[STT51-06] Investigation on the traceable calibration of sensors for monitoring the seismic activities based on the international metrology system
Keywords:Calibration, traceability, seismic sensor, infrasound sensor
Sensors to monitor the seismic activity, such as broadband seismic sensors and infrasound sensors based on the micro-barometer are the special types of vibration and acoustic sensor having high sensitivity and covering extremely low frequency. Traditionally, the calibration of such instruments has been separately operated from the international metrology system and the method of calibration is not traceable from the International System of Units (SI). Recently, Comprehensive Nuclear Test Ban Treaty Organization (CTVTO) has mentioned about the necessity of connection of the seismic measurement area to international metrology system. This is because the reliability assurance become more important due to the increase of seismic activities and extension of the international monitoring system (IMS) operated by various independent institutes and countries. Lately, the ISO standard for calibrating the seismic sensor has been published [ISO 16063-42; ISO 16063-43; ISO 16063-45], however these methods are limited to the comparison and in-situ method therefore the reference based on the absolute calibration having the traceability to SI unit is essential.
In this study, the potential primary calibration methods for the seismic sensor and infrasound sensor are investigated with the consideration of traceability to the international metrology system. For the seismic sensor, it is a special type of vibration sensor with high sensitivity for low frequency therefore the primary calibration method for vibration measurement can be applied for the calibration of seismic sensors. Here, the method based on the interferometer [ISO 16063-11] was applied to calibrate the sensitivity of broadband seismic sensors, Streckeisen STS-2 and STS-2.5. The homodyne laser interferometer with quadrature output was applied and displacement as a function of time was estimated by the sine approximation method. To excite the system down to 0.1 Hz, the long-stroke excitation system (SPEKTRA APS-600) was employed. With this system, the absolute sensitivity calibration of seismometer was conducted for 0.1 Hz – 20 Hz range.
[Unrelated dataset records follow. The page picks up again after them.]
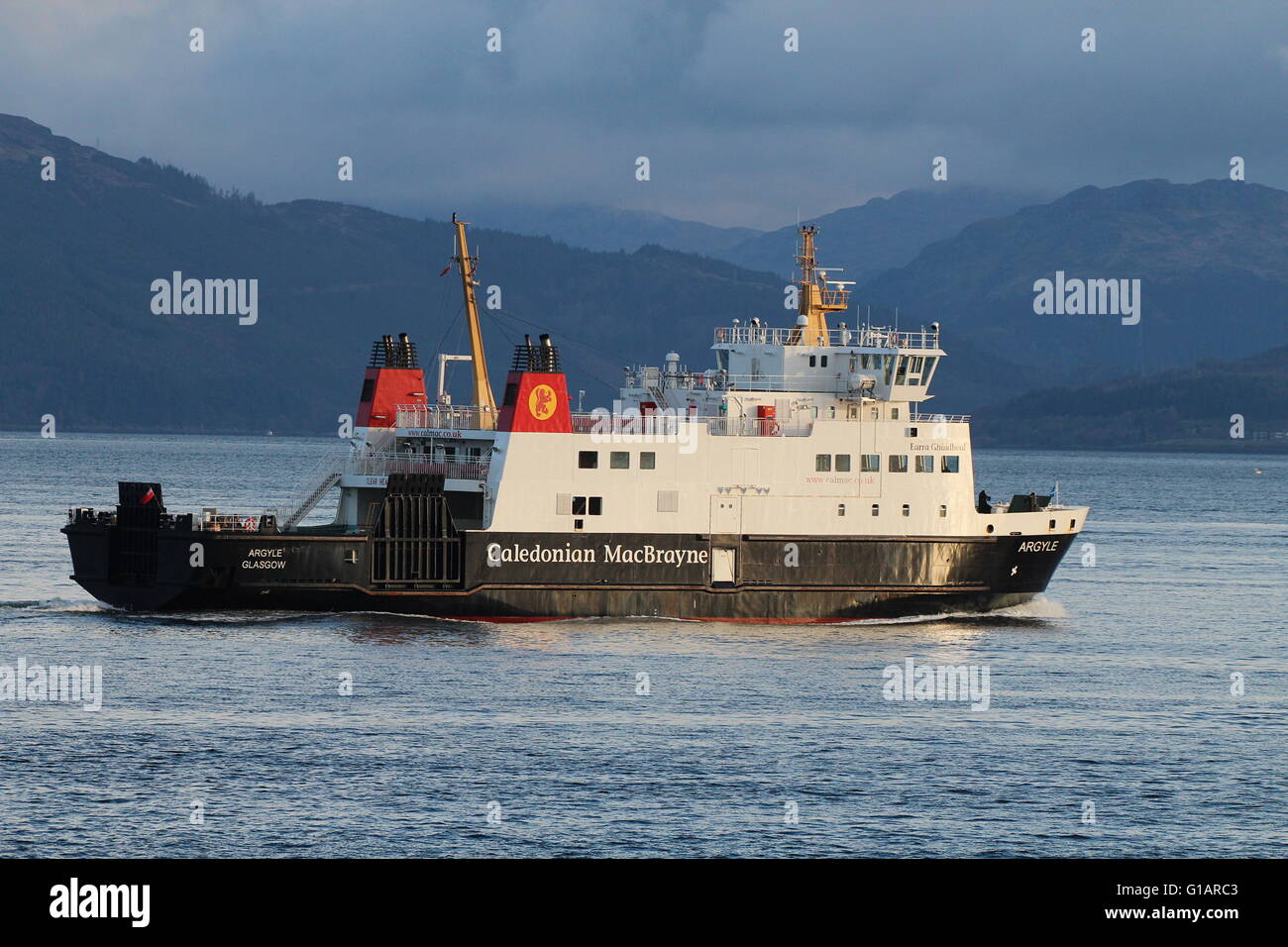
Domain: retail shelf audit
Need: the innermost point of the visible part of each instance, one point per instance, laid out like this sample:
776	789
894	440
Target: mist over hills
1181	408
78	256
1211	258
881	234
The standard of sound-in-air measurement is based on the laboratory standard (LS) microphone [IEC 61094-1] and the primary method for calibration is based on the reciprocity method [IEC 61064-2]. This approach is quite reliable and precise however only applicable to LS microphone. Therefore, the calibration of infrasound sensor can be done by comparison with the LS microphone. However, this approach has several limitations especially for non-audible frequency range, such as low signal-to-noise ratio. The method called laser pistonphone which measure the volume change directly by using the laser interferometer, similar to the vibration was propose as a potential method to overcome this problem. Here, the primary calibration method based on the reciprocity and the laser pistonphone were applied to the calibration of infrasound region down to 2 Hz and the feasibility of these method was investigated. Also, the calibration of infrasound sensor was conducted by the comparison method with the calibrated LS microphone.
As a result, the primary calibration methods for monitoring the seismic activity are investigated and the traceability chain is proposed for these types of sensors.
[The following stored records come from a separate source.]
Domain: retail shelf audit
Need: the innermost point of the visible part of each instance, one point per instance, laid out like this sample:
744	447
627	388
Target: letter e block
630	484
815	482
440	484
In this study, the potential primary calibration methods for the seismic sensor and infrasound sensor are investigated with the consideration of traceability to the international metrology system. For the seismic sensor, it is a special type of vibration sensor with high sensitivity for low frequency therefore the primary calibration method for vibration measurement can be applied for the calibration of seismic sensors. Here, the method based on the interferometer [ISO 16063-11] was applied to calibrate the sensitivity of broadband seismic sensors, Streckeisen STS-2 and STS-2.5. The homodyne laser interferometer with quadrature output was applied and displacement as a function of time was estimated by the sine approximation method. To excite the system down to 0.1 Hz, the long-stroke excitation system (SPEKTRA APS-600) was employed. With this system, the absolute sensitivity calibration of seismometer was conducted for 0.1 Hz – 20 Hz range.
The standard of sound-in-air measurement is based on the laboratory standard (LS) microphone [IEC 61094-1] and the primary method for calibration is based on the reciprocity method [IEC 61064-2]. This approach is quite reliable and precise however only applicable to LS microphone. Therefore, the calibration of infrasound sensor can be done by comparison with the LS microphone. However, this approach has several limitations especially for non-audible frequency range, such as low signal-to-noise ratio. The method called laser pistonphone which measure the volume change directly by using the laser interferometer, similar to the vibration was propose as a potential method to overcome this problem. Here, the primary calibration method based on the reciprocity and the laser pistonphone were applied to the calibration of infrasound region down to 2 Hz and the feasibility of these method was investigated. Also, the calibration of infrasound sensor was conducted by the comparison method with the calibrated LS microphone.
As a result, the primary calibration methods for monitoring the seismic activity are investigated and the traceability chain is proposed for these types of sensors.